Accounting for multi-variable interactions between role, experience, geography, company size, and remote work arrangements.
Ensuring results could be understood and acted upon by non-technical stakeholders while maintaining statistical rigor.
Cleaned and normalized datasets for consistency, handling missing values and removing outliers that could skew model performance.
Engineered features to capture seniority levels, company size categories, and work flexibility metrics for better model interpretability.
Applied exploratory visualizations to uncover initial patterns and validate assumptions about salary distributions.
I trained multiple models to predict salaries, including Random Forests and baseline regressions. Random Forest emerged as the top performer with exceptional accuracy across all metrics.
Overall prediction accuracy
Positive prediction accuracy
True positive detection rate
Harmonic mean of precision and recall
The Random Forest algorithm was selected for its ability to handle complex feature interactions while maintaining interpretability. The model was trained on engineered features including experience level, company size, job role, and remote work ratio.
Clear salary progression from entry-level to executive positions, with substantial increases at senior and executive tiers.
Larger companies consistently offer higher median salaries across all experience levels and job roles.
Fully remote roles showed compensation on par with, or even above, onsite jobs in many categories.
Career progression yields substantial salary increases, especially at the executive tier. The data shows clear compensation bands that align with industry expectations and provide a roadmap for career growth.
Larger firms consistently set higher salary baselines across all roles, while smaller firms compete through specialized roles, equity packages, and growth opportunities.
Remote jobs are not just competitive — they often surpass onsite pay, particularly for senior roles. This reflects the premium companies place on accessing global talent and the value of flexible work arrangements.
100% remote positions show 15-20% higher median salaries compared to onsite roles, indicating a market premium for distributed work capabilities.
Align pay structures with industry benchmarks to attract and retain top talent. Use data-driven salary bands to ensure competitive positioning.
Action: Implement quarterly salary reviews against market data
Build retention through compensation pathways tied to career growth. Create clear progression models based on experience and performance.
Action: Develop transparent career ladders with salary expectations
Account for regional salary variations when expanding or hiring remotely. Leverage geographic arbitrage while maintaining competitive offers.

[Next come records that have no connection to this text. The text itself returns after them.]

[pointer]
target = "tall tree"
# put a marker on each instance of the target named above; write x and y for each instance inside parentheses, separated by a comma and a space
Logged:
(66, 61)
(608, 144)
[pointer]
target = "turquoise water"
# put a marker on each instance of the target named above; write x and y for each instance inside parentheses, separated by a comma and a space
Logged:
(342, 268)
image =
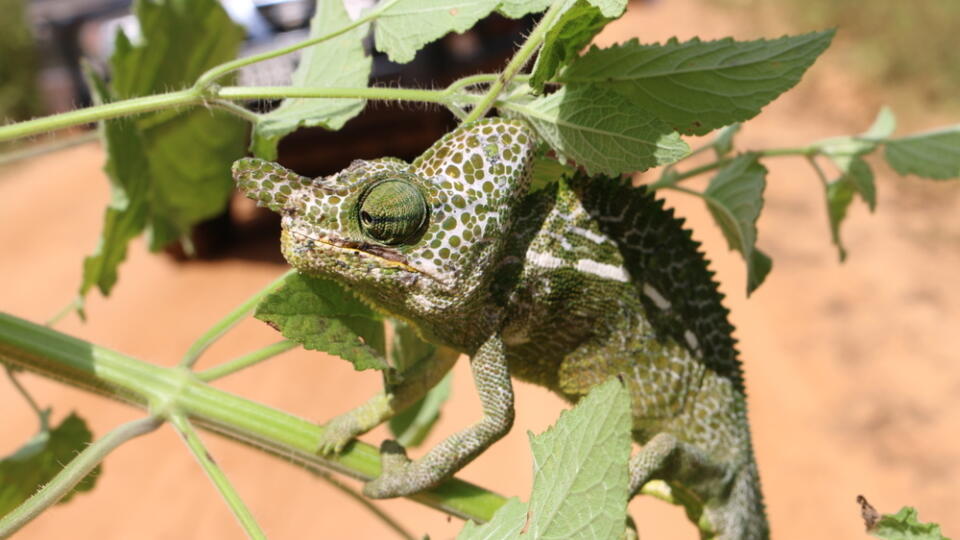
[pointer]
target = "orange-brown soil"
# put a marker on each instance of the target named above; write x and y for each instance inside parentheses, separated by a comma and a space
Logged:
(852, 371)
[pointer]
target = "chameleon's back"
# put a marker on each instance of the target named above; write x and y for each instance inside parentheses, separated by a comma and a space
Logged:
(623, 290)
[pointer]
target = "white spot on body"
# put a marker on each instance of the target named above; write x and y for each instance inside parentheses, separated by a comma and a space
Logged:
(589, 235)
(544, 260)
(657, 298)
(603, 270)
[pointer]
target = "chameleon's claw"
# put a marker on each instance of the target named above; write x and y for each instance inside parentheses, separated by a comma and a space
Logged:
(396, 478)
(336, 434)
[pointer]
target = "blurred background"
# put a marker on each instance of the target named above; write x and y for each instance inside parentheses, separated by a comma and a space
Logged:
(852, 370)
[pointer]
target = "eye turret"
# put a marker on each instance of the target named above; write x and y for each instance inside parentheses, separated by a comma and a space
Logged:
(393, 212)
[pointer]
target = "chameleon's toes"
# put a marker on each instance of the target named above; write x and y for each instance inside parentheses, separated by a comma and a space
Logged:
(395, 477)
(336, 435)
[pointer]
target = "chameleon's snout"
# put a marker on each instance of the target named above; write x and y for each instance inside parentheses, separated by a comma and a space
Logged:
(265, 182)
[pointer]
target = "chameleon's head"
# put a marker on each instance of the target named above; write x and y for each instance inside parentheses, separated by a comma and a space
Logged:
(413, 237)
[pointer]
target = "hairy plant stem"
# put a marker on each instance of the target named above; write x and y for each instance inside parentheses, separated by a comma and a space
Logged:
(73, 473)
(669, 178)
(214, 97)
(216, 475)
(229, 321)
(82, 364)
(520, 59)
(42, 416)
(247, 360)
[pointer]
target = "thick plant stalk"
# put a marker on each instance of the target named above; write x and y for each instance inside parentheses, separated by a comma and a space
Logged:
(79, 363)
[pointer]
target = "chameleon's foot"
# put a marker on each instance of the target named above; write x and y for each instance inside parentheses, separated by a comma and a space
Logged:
(337, 433)
(398, 474)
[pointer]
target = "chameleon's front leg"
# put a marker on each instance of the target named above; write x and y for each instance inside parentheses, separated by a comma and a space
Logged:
(400, 476)
(416, 381)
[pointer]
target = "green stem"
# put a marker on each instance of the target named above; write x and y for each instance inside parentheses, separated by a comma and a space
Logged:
(229, 321)
(236, 110)
(668, 179)
(366, 503)
(73, 473)
(41, 414)
(246, 361)
(230, 495)
(529, 47)
(56, 355)
(374, 92)
(106, 111)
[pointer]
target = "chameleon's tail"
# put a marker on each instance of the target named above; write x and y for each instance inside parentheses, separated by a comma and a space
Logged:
(742, 515)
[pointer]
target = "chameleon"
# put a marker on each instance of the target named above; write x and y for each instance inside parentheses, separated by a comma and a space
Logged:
(564, 286)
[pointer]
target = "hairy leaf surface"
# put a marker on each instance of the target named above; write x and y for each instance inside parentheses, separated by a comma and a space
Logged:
(323, 316)
(38, 461)
(905, 525)
(580, 475)
(168, 169)
(734, 198)
(572, 31)
(339, 62)
(935, 154)
(698, 86)
(601, 131)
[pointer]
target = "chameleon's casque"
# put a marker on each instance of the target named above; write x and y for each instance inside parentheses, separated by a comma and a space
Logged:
(564, 287)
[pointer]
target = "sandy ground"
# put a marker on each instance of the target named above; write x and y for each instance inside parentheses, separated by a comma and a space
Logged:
(852, 369)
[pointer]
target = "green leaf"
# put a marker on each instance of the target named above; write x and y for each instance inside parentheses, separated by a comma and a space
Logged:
(735, 198)
(126, 216)
(507, 523)
(723, 142)
(846, 147)
(883, 125)
(934, 154)
(698, 86)
(601, 131)
(839, 196)
(412, 426)
(38, 461)
(547, 171)
(580, 468)
(518, 8)
(338, 62)
(323, 316)
(580, 475)
(170, 169)
(905, 525)
(571, 32)
(404, 26)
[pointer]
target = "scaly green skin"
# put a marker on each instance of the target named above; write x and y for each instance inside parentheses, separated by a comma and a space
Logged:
(564, 287)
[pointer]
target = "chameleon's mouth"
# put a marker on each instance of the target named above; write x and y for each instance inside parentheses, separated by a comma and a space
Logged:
(384, 255)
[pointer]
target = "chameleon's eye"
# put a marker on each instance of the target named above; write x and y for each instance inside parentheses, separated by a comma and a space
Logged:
(393, 212)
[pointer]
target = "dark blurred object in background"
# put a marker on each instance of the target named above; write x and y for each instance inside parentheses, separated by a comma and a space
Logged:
(68, 31)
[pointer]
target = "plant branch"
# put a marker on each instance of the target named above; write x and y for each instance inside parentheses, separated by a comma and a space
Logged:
(229, 321)
(246, 360)
(41, 414)
(76, 362)
(229, 494)
(520, 59)
(73, 473)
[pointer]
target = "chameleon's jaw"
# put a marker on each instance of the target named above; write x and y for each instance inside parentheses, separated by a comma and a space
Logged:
(327, 249)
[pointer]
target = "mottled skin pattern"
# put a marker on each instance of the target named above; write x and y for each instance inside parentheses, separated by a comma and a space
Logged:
(564, 287)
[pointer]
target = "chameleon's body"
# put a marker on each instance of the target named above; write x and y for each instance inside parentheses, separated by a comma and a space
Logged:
(564, 287)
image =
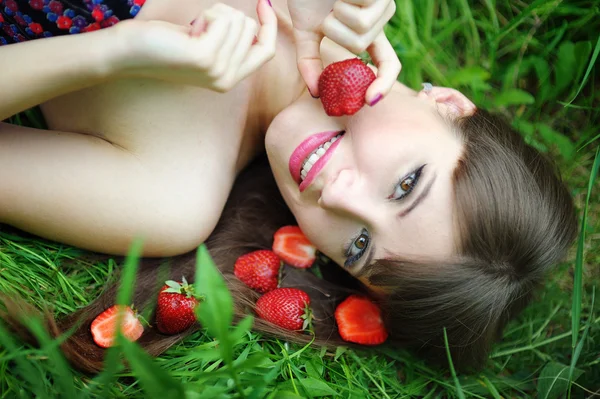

Action: Create location-adjusted compensation frameworks
Use predictive models to align offers with market reality and reduce turnover. Optimize hiring budgets based on role requirements and market conditions.
Action: Deploy salary prediction tools in recruitment workflows
This project demonstrated how salary data can be more than a snapshot — it can guide workforce planning, market positioning, and individual career choices.
By blending machine learning with data storytelling, the results moved beyond numbers into strategic insights that inform real-world decisions.